THE number of people waiting longer than 12 hours to be treated in accident and emergency wards in the north has spiralled.
Details on emergency care waiting times, which show rises in almost every category, were released yesterday by the Department of Health.
Between June 2017 and June 2018, the number of attendances waiting longer than 12 hours increased from 294 to 1,358.
Hospitals dealt with nearly 70,000 emergency patients in June, an increase of just under 3,000 compared to the same month last year.
A total of 95 per cent were triaged within half an hour of arriving, with an average waiting time of eight minutes for an initial assessment.
In the three months to June, almost three-quarters of people were treated and either admitted or discharged within four hours, five per cent lower than in the same quarter last year.
During June, the Ulster Hospital in Dundonald had the longest average waiting time - seven hours 44 minutes - from arrival to admission.
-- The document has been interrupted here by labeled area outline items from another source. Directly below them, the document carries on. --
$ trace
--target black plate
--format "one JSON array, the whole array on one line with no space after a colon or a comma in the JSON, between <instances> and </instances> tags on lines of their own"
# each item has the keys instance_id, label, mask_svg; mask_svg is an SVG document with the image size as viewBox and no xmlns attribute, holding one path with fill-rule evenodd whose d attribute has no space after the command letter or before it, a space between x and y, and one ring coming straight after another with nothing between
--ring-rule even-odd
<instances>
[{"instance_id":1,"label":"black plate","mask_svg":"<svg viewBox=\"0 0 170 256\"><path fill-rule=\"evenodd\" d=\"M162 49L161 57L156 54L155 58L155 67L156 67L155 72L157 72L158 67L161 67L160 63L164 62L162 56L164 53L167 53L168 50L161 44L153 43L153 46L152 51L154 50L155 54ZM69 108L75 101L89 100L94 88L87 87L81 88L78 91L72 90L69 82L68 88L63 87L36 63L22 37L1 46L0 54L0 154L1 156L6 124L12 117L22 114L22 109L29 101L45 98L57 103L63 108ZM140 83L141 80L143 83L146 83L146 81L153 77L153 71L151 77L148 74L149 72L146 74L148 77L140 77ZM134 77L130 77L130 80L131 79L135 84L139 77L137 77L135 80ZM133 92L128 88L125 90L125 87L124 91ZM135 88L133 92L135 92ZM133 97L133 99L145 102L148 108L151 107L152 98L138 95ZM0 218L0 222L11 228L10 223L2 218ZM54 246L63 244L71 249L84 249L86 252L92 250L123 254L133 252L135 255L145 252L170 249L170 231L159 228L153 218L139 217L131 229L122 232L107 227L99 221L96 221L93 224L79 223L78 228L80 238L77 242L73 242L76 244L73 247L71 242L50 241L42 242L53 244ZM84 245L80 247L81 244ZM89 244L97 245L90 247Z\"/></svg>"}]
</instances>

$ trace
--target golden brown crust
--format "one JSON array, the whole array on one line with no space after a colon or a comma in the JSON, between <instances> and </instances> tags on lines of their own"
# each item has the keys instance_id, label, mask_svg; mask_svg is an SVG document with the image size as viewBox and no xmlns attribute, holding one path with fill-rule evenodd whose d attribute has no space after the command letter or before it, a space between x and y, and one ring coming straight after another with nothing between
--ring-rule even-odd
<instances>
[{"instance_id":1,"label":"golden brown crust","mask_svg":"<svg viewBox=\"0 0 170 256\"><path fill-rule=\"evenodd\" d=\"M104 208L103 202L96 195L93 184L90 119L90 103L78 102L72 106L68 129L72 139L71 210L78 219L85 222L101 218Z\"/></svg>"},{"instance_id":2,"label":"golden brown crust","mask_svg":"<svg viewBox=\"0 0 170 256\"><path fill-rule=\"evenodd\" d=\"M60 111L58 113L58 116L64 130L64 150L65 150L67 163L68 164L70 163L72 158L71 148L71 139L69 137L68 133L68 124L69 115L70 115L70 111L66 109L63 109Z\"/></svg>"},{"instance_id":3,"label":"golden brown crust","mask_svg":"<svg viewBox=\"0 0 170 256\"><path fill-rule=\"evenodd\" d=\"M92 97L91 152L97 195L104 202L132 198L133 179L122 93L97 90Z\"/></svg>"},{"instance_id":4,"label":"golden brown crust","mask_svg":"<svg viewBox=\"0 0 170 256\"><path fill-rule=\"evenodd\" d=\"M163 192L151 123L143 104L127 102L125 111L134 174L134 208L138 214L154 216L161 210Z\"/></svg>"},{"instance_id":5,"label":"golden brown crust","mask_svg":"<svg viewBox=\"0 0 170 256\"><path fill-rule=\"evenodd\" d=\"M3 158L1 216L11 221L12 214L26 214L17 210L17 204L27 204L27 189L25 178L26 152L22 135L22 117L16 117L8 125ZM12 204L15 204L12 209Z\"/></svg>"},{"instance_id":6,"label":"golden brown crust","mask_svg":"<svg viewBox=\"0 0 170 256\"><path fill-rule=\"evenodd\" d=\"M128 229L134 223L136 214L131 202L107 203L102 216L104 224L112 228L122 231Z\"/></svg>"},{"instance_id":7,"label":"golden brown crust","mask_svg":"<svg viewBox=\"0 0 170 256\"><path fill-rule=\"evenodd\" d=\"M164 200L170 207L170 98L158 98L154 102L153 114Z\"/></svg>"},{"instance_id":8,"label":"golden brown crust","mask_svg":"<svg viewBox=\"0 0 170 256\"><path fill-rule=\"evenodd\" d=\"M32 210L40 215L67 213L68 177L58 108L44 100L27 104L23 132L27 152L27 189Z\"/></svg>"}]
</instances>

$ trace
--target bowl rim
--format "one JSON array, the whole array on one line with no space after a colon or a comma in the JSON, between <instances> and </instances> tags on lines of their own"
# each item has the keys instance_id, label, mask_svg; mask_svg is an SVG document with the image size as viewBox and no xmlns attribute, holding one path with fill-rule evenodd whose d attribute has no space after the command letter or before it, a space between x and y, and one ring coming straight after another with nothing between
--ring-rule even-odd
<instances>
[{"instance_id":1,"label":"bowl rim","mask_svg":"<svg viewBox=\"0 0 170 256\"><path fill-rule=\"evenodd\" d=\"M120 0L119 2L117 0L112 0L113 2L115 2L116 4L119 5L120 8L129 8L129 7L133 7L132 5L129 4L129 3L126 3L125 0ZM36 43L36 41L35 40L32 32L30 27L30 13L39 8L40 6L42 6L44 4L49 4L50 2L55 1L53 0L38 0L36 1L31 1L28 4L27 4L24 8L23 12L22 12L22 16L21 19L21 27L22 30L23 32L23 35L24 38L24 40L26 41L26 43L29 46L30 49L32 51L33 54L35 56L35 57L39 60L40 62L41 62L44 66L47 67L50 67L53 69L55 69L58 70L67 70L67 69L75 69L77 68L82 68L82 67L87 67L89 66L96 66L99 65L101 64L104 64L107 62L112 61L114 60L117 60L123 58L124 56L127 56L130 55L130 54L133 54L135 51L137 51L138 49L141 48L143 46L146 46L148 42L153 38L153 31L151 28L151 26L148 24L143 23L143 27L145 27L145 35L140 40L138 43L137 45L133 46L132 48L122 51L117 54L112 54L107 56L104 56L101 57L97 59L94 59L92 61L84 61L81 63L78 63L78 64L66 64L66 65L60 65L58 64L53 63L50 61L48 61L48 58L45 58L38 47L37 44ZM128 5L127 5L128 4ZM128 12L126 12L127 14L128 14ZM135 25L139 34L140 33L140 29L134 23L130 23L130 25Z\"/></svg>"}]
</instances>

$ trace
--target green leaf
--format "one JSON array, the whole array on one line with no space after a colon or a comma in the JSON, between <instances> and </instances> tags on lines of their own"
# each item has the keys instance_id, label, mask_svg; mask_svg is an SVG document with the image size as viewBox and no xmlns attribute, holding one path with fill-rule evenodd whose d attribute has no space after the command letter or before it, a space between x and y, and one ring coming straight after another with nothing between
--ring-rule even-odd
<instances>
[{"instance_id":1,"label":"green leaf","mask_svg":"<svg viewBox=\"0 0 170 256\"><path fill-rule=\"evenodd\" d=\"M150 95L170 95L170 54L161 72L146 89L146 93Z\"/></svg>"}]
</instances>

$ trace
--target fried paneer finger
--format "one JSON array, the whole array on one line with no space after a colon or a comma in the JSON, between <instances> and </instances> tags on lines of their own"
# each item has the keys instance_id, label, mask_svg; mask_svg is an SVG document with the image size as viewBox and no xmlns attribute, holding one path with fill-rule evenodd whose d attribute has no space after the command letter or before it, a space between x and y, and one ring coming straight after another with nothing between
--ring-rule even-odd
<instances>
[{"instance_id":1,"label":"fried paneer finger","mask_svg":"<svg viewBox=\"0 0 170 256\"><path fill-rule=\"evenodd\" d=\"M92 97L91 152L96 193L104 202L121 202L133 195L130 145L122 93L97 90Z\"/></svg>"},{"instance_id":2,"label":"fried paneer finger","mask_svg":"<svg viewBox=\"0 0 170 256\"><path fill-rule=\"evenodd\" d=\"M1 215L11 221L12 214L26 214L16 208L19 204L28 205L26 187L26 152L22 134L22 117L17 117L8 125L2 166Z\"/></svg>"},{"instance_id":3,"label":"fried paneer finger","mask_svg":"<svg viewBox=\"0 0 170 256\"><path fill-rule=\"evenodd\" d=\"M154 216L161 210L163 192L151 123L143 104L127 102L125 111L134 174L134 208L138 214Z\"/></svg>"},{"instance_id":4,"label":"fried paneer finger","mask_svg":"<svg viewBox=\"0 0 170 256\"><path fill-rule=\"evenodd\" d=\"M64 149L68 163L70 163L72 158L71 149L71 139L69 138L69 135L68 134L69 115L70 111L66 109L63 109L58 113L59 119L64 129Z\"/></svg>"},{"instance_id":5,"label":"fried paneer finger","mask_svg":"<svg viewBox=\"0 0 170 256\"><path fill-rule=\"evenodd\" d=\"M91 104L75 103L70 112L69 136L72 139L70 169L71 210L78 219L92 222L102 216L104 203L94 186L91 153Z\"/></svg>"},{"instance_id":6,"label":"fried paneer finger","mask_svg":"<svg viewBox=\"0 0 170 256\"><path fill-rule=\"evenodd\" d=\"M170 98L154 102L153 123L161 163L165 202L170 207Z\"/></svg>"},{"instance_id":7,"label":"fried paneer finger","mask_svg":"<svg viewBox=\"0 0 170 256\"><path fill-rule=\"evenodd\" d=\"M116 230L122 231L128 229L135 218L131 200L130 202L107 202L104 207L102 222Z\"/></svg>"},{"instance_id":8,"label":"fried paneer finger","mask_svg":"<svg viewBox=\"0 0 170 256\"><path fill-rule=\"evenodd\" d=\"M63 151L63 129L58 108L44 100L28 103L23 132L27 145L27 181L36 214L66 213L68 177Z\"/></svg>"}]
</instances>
The Royal Victoria Hospital in Belfast had the shortest wait, at three hours and 52 minutes.
A set of draft ministerial targets state that no patient should ever wait longer than 12 hours, and that 95 per cent of all patients should be either admitted or discharged within four hours.
The latest statistics come as the NI Affairs Committee at Westminster announced an inquiry into whether funding allocated to the Department of Health will be sufficient "to meet the growing pressures on health and social care provision in Northern Ireland".
The committee is inviting written evidence on a series of questions it has posed.
Committee chairman Dr Andrew Murrison MP said: "This has been made all the more difficult with the lack of an executive causing uncertainty over long-term budgets and making future planning difficult."
The former Ulster Unionist leader, Lord Empey, has called for the north's department to be taken over by Westminster "on humanitarian grounds" amidst the current political impasse.
"This can be done and should be done given the dire health statistics which clearly show that everyday people are now coming to harm due to the long waits to see consultants," he said.
Meanwhile, Sinn Féin West Belfast MLA Pat Sheehan has urged "all relevant authorities and stakeholders to work together" after a BBC report showed people living in the most deprived areas of Belfast and Derry City and Strabane are more likely to die prematurely than in any other part of the UK.
"It is not acceptable that where you live can affect how long you live," said Mr Sheehan.
"Tackling health inequalities meaningfully means addressing inequalities elsewhere in society which impact on people’s health outcomes."